Specifically, AMD claims that it can give the CPU full access to GPU RAM rather than limiting the system to a 256MB aperture window for data transfers. We don’t know if the large Infinity Cache integrated into RDNA2 plays a part in this. No one has stuck a 128MB cache in a GPU before, so the idea that it could play a role in boosting data transfers in and out of VRAM isn’t crazy, especially since cache latency is presumably quite a bit lower than the time it takes to go out to GDDR6.
According to GamersNexus, Nvidia is capable of doing something similar:
Hard to fit in a tweet, but basically, they're working on enabling the same feature as AMD Smart Access Memory (AMD GPU+CPU=Perf uplift) on both Intel and AMD. No ETA yet. Doesn't look like it'll be ready before RX 6000 launch, but we'll keep an eye on development.

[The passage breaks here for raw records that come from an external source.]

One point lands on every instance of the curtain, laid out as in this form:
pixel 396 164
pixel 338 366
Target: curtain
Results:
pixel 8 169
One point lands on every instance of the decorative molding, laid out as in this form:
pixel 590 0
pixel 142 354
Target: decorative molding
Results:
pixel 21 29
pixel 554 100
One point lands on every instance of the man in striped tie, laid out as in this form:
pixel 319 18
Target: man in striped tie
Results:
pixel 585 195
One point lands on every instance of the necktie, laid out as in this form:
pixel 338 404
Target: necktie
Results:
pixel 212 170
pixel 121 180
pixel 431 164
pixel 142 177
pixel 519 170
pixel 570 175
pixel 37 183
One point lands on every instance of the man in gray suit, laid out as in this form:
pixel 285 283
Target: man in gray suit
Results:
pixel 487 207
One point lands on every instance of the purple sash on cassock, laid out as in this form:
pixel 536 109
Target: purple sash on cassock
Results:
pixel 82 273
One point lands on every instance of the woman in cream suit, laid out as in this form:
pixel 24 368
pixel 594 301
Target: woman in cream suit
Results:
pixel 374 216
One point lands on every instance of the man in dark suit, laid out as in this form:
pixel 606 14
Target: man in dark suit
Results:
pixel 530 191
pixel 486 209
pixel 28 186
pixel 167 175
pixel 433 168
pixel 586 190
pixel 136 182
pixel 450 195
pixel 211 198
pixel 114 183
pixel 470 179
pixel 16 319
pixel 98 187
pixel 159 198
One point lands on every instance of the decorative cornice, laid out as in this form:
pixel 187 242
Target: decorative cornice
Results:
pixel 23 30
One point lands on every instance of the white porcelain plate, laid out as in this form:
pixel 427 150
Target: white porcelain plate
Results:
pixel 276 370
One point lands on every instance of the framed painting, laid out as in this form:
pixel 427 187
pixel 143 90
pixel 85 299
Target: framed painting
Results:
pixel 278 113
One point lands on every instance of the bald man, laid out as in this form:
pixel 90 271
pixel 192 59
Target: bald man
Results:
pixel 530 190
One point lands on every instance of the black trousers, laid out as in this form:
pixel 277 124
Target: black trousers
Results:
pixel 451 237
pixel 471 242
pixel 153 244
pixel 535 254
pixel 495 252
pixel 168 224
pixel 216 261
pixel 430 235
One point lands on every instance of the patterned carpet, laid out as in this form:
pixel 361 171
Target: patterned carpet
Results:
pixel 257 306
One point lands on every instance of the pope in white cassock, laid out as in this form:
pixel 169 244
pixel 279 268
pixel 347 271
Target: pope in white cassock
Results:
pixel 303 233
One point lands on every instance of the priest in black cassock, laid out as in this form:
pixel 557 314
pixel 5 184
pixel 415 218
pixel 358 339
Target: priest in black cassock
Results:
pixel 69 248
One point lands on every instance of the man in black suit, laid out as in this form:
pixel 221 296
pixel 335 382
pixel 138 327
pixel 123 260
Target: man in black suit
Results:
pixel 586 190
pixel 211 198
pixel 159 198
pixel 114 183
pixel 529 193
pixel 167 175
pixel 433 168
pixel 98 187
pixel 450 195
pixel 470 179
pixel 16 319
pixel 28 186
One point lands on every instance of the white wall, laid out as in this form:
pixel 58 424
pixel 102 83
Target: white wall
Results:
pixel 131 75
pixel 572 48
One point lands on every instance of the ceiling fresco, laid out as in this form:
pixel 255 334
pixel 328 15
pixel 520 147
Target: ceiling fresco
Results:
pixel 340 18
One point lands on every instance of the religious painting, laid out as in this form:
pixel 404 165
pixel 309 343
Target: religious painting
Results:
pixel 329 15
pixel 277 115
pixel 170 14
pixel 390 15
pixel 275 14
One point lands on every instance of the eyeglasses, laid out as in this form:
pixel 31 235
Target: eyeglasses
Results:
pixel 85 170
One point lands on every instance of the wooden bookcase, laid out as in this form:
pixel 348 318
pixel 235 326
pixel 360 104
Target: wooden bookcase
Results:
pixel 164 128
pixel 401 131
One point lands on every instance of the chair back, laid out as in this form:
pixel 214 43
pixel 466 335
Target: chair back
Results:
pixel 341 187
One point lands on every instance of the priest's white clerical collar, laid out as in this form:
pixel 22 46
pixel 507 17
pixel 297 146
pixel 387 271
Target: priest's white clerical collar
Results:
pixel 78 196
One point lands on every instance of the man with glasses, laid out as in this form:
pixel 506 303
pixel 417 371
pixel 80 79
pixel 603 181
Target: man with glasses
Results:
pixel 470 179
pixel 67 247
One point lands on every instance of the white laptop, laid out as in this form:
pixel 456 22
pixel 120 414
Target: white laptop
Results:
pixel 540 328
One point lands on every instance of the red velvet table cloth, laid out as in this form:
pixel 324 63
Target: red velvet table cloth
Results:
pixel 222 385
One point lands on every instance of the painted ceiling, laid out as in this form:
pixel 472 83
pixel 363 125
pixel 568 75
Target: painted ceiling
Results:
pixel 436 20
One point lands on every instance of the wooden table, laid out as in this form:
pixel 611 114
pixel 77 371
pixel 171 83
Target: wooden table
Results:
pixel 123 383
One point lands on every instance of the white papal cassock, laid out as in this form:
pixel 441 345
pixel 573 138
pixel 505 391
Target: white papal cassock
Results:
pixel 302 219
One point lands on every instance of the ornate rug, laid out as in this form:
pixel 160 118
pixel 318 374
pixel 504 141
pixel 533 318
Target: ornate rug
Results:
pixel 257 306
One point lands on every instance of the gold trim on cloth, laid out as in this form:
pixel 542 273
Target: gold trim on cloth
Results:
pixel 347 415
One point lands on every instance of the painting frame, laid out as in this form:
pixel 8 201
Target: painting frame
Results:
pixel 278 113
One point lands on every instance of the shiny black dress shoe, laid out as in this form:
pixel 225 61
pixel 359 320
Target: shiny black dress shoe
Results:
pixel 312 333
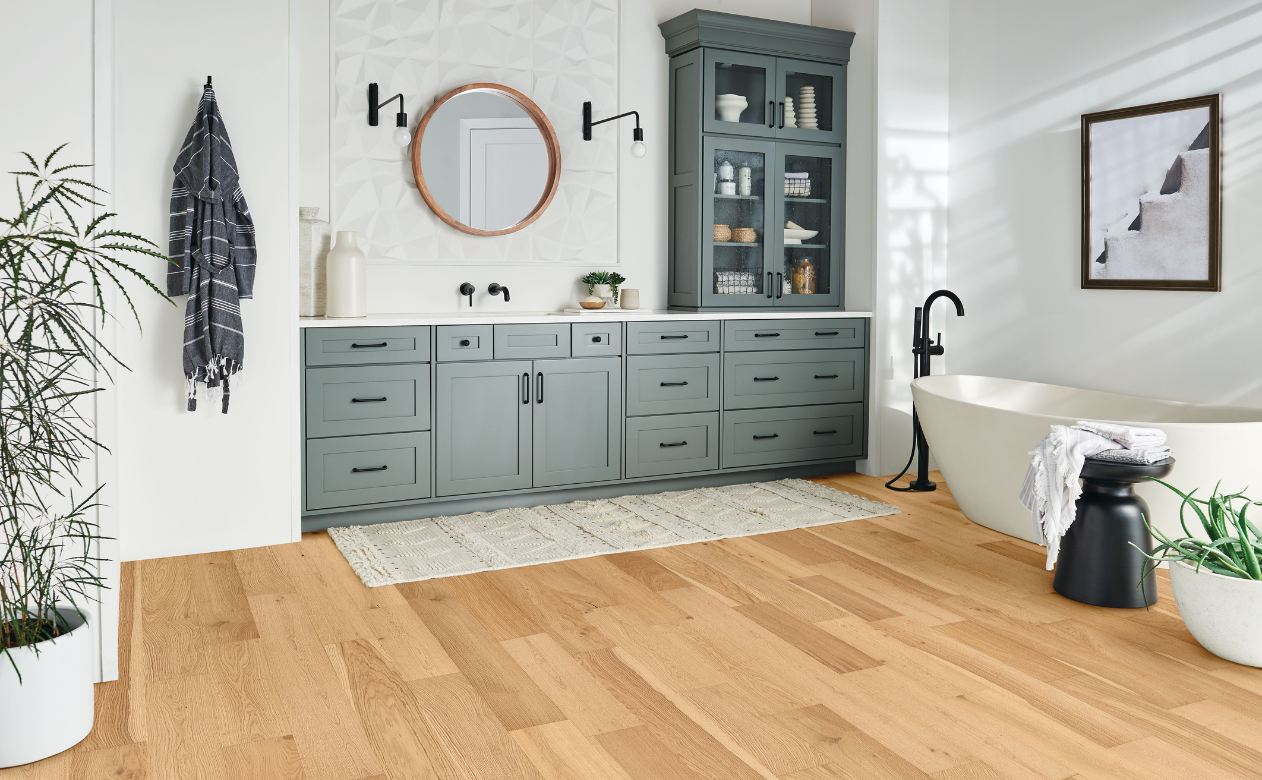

— GamersNexus (@GamersNexus) November 12, 2020
Nvidia claims that the feature is part of the PCIe specification, that it has the capability working internally, and that it is already seeing similar performance results. There’s no ETA on when the feature might be available in-driver.
AMD has not publicly disclosed whether Smart Access Memory depends on features beyond the ability to adjust the size of this aperture (Intel refers to this as the IGD Aperture Size), or if it is additionally enhanced by capabilities of Zen 3 or the B550 / X570 chipset. It would definitely change the framing of the feature if Nvidia were capable of activating it on both Intel and AMD systems — but if it is, the likely end result would be AMD activating the capability for Intel systems as well.
Historically, in order for capabilities to become common, both GPU manufacturers have to agree to use a common standard. Nvidia introduced ray tracing using Microsoft’s DXR, for example, but it was only when AMD added the capability to next-gen consoles and its own GPUs that it really began taking off in the mass market. If Nvidia and Intel can both take advantage of a feature that AMD currently only enables for AMD customers, the company will likely enable it on Intel platforms as well, or risk losing match-ups to its biggest rival.
AMD is unlikely to want to risk that outcome. It’s one thing for the company to enable additional performance by leveraging commonalities within its own ecosystem and another to artificially limit performance on competitor platforms.
No matter what, though, the end result seems to be a consumer win. If Nvidia successfully adds this feature, game performance goes up for Nvidia customers. If AMD responds by enabling it for Intel as well, performance goes up for AMD + Intel customers. If, on the other hand, Nvidia (or hypothetically, Intel) can’t match AMD’s gains or fundamental capabilities, we’ll have evidence that the company really is taking advantage of its cross-product IP in new and interesting ways.